Monsieur le député, nous avons pris note des récentes annonces du gouvernement britannique sur ses objectifs de négociations et sur les mesures qu'il compte prendre pour relancer l'attractivité de son territoire, telle son intention, vous venez de l'évoquer, de créer une dizaine de ports francs d'ici à la fin de l'année 2021.
Étant donné que les ports francs permettent de différer la perception des droits de douane et d'autres taxes au moment où les marchandises sont mises sur le marché, le gouvernement français va examiner cette annonce au regard des indispensables enjeux de transparence fiscale, en lien avec la Commission européenne, chargée du mandat de négociation à partir du 25 février prochain, sous la responsabilité de M. Michel Barnier et dans la cohérence de l'Union des vingt-sept.
Mais je tiens à répéter ici que nous serons d'une vigilance absolue pour empêcher toute forme de concurrence déloyale, quel que soit le domaine, et que nous prendrons le temps nécessaire pour négocier.
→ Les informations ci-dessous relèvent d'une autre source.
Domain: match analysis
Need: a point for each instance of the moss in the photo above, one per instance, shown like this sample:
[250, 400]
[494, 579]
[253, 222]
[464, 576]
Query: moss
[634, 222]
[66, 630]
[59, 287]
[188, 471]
Nous n'avons pas l'intention de voir apparaître près de nos côtes, en l'occurrence près des côtes des Hauts-de-France, un paradis fiscal, environnemental et commercial susceptible de concurrencer anormalement les produits européens sur nos propres marchés. Et je tiens à rappeler, monsieur le député, que l'accès au marché intérieur ne sera pas automatique, et qu'il constitue à cet égard un levier de négociation.